If you have a group of workers that are struggling to work effectively with one another, you may need to consider alternative ways to get them to connect/cooperate/bond over non-work related exercises. Below are some problem-solving activities that work well for team building:

Problem solving activities can help strengthen your team.

All Adrift

All Adrift is a popular team building game and in addition to problem-solving skills, it also requires some imagination. Here is how it works: the participants are split into teams and while out sailing hypothetically, an accident happens and the boat capsizes. While it sinks, each team only have a few minutes to salvage some items—items that will help them survive the next hours at seas and get them safely to shore.

Pen and paper will be given to the teams and as a group, they have to agree on items they plan to salvage, e.g. first-aid kit, a compass, snacks, rope, flashlight, blankets, knives etc. in order of importance to their survival. Afterwards, the teams will explain to the entire office how each item on their list will help get them to safety.

Since all team members are required to contribute ideas, All Adrift shows participants the advantages that can be found in teamwork and cooperation. It also gives them an opportunity to see how uniquely their co-workers think and how differing perspectives may sometimes be beneficial.

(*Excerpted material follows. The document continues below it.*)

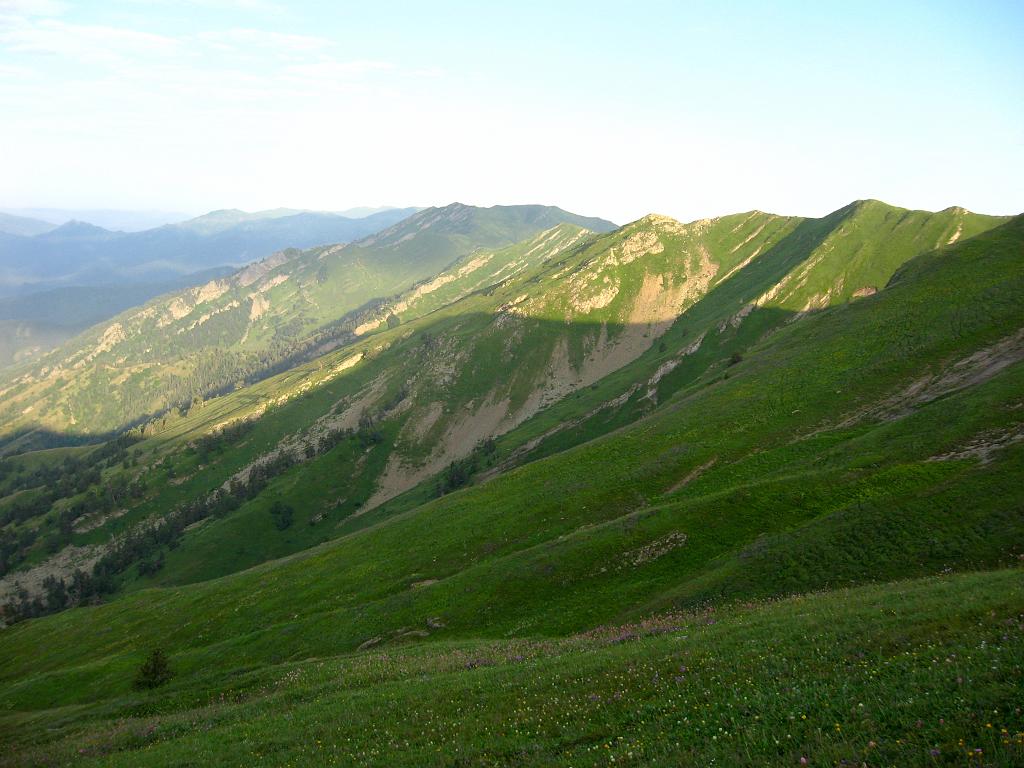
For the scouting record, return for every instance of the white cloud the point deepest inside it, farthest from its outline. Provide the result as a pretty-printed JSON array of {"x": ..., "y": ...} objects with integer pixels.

Catapult is a problem-solving activity that promises lots of fun and laughter, however, this doesn’t reduce how effective it is to team building. Participants are split into groups and each group is given some items and 30-45 minutes to construct an “office-made” catapult that can propel objects (e.g. eggs or golf balls) to distances of 8 foot or more.

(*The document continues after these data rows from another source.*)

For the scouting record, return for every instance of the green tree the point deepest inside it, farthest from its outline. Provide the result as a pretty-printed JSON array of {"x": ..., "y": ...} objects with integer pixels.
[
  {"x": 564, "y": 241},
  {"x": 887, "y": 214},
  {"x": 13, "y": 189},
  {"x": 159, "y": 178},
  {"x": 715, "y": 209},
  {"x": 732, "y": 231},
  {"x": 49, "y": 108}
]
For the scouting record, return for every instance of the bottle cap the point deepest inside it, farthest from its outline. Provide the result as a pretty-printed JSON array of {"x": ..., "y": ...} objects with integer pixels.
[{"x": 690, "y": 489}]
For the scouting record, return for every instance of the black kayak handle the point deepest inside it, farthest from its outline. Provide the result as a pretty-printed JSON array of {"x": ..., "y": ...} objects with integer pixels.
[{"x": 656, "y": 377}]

Items needed to complete this task includes bamboo canes, elastic material, string, rope, ruler, tracer cord etc.

Blind Construction

This exercise helps improve communication among team members and it doesn’t require much time to set up. All that’s needed are blindfolds and a length of rope. Participants are blindfolded and asked to sit forming a large circle. A length of rope is placed in the center of the circle (the rope is placed in a way that it also forms a circle).

When this is done, the instructor asks the group for form say, a square, a triangle, or any other shape. Everybody sat in the circle have to communicate among themselves and form the shape(s). Since they are blindfolded, they have no choice but to trust that the other participants will listen and do the right thing.

Dumbest Ideas

Co-workers sit around and brainstorm on how to solve problems commonly encountered in the office. Each person has to say the first dumb idea that comes to mind and a list of these ideas are made.

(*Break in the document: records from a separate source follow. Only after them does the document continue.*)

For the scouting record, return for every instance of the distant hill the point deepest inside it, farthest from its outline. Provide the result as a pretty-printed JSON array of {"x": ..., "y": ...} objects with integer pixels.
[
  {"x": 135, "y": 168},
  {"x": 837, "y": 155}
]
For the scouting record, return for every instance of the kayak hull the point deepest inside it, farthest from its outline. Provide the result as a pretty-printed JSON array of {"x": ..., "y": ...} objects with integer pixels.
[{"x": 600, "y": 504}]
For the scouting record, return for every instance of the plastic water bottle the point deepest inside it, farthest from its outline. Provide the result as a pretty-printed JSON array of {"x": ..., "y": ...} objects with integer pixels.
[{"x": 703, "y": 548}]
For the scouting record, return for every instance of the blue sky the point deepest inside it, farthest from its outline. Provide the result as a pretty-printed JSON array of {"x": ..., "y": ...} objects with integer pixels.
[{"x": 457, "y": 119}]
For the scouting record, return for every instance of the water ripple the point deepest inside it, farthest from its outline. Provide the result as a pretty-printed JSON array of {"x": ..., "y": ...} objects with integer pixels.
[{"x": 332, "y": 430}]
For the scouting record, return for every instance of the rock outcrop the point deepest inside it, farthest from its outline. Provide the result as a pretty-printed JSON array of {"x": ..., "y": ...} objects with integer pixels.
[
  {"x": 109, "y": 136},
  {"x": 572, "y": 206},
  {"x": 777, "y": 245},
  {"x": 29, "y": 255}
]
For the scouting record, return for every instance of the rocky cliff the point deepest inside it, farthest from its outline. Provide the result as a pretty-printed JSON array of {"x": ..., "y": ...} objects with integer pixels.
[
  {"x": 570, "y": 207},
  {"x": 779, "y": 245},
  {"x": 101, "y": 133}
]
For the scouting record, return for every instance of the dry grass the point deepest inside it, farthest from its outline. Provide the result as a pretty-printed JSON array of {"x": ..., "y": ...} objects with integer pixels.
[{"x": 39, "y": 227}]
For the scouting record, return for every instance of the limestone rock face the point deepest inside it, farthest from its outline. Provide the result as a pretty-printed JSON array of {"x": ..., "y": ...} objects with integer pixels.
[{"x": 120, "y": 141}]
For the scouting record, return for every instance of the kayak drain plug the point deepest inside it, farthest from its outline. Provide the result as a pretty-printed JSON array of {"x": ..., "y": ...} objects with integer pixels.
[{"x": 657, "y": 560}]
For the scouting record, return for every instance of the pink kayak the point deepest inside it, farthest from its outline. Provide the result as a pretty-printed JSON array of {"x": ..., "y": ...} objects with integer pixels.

Afterward, each idea is double-checked to see if it is as dumb as first assumed. This activity encourages thinking outside the box, it also highlights the danger in dismissing other people’s ideas without first considering its merits.

Problem-solving is a highly effective team building exercise. The benefit of each activity listed above was stated and as can be seen, every one of them teaches co-workers how to relate, communicate, and cooperate with their colleagues. Inter-office cooperation is very important to productivity, as a result, all efforts must be made to ensure that co-workers are combining as efficiently as possible.